BISHOP JEFFREY R. HAINES
In the past, when the question was raised – “Are the streets of our city safe?” – there was a presumption that it concerned the danger of robbery, assault and other threats of violence. Unfortunately, I think it is just as possible these days to ask that question in relation to the safety of our travel.
In my own journey on the roads and sidewalks of the city of Milwaukee and vicinity, I have witnessed a significant rise in the number of behaviors that are making driving and walking more and more hazardous.
- The signs which post the speed limits are largely ignored, and in many cases, the violation is excessive.
- The yellow signal of a traffic light more regularly causes drivers to race through an intersection rather than slow down or stop, often resulting in the car running a red light.
- Many vehicles pass on the right at high speeds in intersections, which creates precarious conditions for cars seeking to make a left turn.
- The precautionary signs beseeching drivers to lower their speed and to be careful in construction zones are rarely observed.
- Instead of waiting until a car moves past their recently parked car alongside the curb, passengers exiting a vehicle more often than not simply fling open their doors and infringe upon the lane of traffic and/or bicycle lane.
- Pedestrians now seem to be becoming bolder in crossing an intersection with a signal light even when the time of the “walk” designation is rapidly dissipating or the “don’t walk” stipulation is clearly evident.
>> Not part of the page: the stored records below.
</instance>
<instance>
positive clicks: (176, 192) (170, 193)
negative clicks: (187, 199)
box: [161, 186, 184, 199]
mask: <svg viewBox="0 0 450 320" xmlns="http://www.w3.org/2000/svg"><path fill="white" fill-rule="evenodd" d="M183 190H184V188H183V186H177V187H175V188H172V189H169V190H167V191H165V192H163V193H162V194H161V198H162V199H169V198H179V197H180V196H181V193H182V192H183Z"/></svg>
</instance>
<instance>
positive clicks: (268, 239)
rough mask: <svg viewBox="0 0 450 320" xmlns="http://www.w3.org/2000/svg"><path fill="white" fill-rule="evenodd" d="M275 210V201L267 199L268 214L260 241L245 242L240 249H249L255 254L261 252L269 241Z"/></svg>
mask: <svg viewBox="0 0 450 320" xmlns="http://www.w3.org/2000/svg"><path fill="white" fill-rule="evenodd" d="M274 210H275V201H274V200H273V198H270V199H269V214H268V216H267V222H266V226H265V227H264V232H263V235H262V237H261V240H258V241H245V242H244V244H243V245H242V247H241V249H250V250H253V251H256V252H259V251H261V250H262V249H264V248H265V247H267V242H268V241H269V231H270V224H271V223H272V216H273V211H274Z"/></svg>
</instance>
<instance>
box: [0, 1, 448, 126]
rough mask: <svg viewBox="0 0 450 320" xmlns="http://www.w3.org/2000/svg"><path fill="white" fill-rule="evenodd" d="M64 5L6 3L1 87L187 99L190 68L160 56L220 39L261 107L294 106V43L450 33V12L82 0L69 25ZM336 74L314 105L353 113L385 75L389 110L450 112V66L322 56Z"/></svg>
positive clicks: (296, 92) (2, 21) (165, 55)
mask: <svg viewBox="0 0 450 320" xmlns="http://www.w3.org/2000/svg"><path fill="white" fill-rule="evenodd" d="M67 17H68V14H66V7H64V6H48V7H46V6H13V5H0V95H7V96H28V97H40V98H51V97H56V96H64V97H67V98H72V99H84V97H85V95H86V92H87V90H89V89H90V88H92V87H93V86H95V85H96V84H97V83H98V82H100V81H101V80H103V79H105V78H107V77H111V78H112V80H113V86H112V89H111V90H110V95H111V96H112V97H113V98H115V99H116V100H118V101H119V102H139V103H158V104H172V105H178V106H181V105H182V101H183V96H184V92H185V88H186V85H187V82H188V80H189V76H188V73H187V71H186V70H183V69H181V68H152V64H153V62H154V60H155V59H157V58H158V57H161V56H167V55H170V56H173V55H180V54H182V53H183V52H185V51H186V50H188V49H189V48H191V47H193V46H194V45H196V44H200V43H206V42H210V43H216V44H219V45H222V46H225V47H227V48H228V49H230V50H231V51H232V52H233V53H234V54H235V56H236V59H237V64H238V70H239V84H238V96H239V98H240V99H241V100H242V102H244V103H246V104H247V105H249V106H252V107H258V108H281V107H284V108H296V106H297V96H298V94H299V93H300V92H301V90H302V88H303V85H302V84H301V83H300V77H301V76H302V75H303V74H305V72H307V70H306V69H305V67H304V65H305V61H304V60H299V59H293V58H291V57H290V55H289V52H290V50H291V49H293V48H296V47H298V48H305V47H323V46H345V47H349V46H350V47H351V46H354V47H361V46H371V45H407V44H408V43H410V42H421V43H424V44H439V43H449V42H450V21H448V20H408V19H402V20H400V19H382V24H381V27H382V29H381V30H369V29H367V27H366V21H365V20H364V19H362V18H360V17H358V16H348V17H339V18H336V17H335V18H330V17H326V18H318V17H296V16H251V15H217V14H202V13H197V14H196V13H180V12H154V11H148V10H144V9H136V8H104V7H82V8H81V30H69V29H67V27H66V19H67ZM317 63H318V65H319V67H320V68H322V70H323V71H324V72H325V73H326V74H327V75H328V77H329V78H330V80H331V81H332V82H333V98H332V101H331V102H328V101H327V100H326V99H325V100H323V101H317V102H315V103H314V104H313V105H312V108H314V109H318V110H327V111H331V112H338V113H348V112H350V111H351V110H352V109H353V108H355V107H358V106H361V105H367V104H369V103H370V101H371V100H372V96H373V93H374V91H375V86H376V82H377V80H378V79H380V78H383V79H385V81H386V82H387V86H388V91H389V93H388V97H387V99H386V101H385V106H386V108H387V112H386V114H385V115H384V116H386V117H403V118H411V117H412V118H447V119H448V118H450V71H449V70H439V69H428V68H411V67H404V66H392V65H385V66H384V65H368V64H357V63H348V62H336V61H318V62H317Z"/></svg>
- Pedestrians also seem to be more prone to cross in the middle of streets rather than using a crosswalk. The matter becomes even more problematic when they are wearing dark colored clothing at night.
- There seems to be a growing trend for cyclists to enter into the flow of traffic rather than utilize the marked bicycle lanes.
- In addition to the problems caused by scooter drivers who are traveling on sidewalks, many also seem to operate them more in a recreational manner than seriously observing the standards of vehicles in the midst of traffic.
- Traffic is suddenly disrupted by Uber and Lyft drivers who simply stop in a traffic lane at the address of a passenger who quite regularly is nowhere in sight. The tardy arrival of passengers often causes a lengthy backup of cars or a dangerous pattern of vehicles seeking to merge into the nearby lane, which has not stalled.
- There is a severe problem with inattentive drivers and pedestrians who are distracted by their cell phones, smartphones or iPhones.
I realize that my observations may come across as a series of cantankerous complaints, and I apologize if I have conveyed a tone of arrogance in my remarks. I would never pretend to be the best of drivers, but I do strive to follow the rules of the road and demonstrate an attitude of courtesy. The main purpose of my pointing out these troublesome matters of travel is not just an opportunity to vent my frustration or engage in an angry rant. Rather, my real concern is for safety.
I truly am becoming more and more fearful about the risks people are now facing when they get behind the wheel or venture out on the sidewalks. I cringe when I think of a pedestrian being threatened in a crosswalk by a car which is running a red light or imagine an elderly person out for a stroll who stumbles and falls when a scooter abruptly dashes past them. I tear up when I imagine a van with a family inside crumpled and overturned by a car motoring far beyond the speed limit.
Even beyond the possibility of loss of life or severe injury, I lament the moral deterioration, which is at the root of the growing threats to our safety in travel. The foundation of safety in transportation ultimately is grounded in a special agreement of people to abide by laws which protect the common good. In religious language, we would call this a covenant, a sacred promise, to uphold the regulations which secure the transportation within a society as a means of demonstrating our belief in the sacredness of life. Ultimately, traffic safety is a Pro-Life issue.
Sadly, the fabric of this cohesive net of safety is being threatened, seemingly being ripped apart by those who presume their personal wants and desires are more important than others. Apparently, some people think they are above the law or who consider themselves smarter than those who developed the laws which govern safe travel. They want to set their own speed limit or make their own exceptions to what is illegal. So often, it would seem, those who trespass the laws of the road simply are in a hurry or do not want to be inconvenienced. While no one enjoys being detained or coping with things onerous or exasperating in travel, the safety and protection of all drivers are more important than our own personal frustration.
It would be nice if there were an easy way to fix this growing problem. However, I do not think that is possible. The solution likely will not be easy. We cannot expect an already burdened police force to patrol each and every roadway and sidewalk. Rather, the remedy to this very challenging situation is a conversion of heart. Each one of us needs to do an examination of conscience about our driving habits and the attitude that we assume when we get behind the wheel. We need to re-dedicate ourselves to a more honest effort honoring the laws and regulations of driving. This is more than a matter of travel etiquette. As already noted, safety on the road and sidewalk is a Pro-Life issue.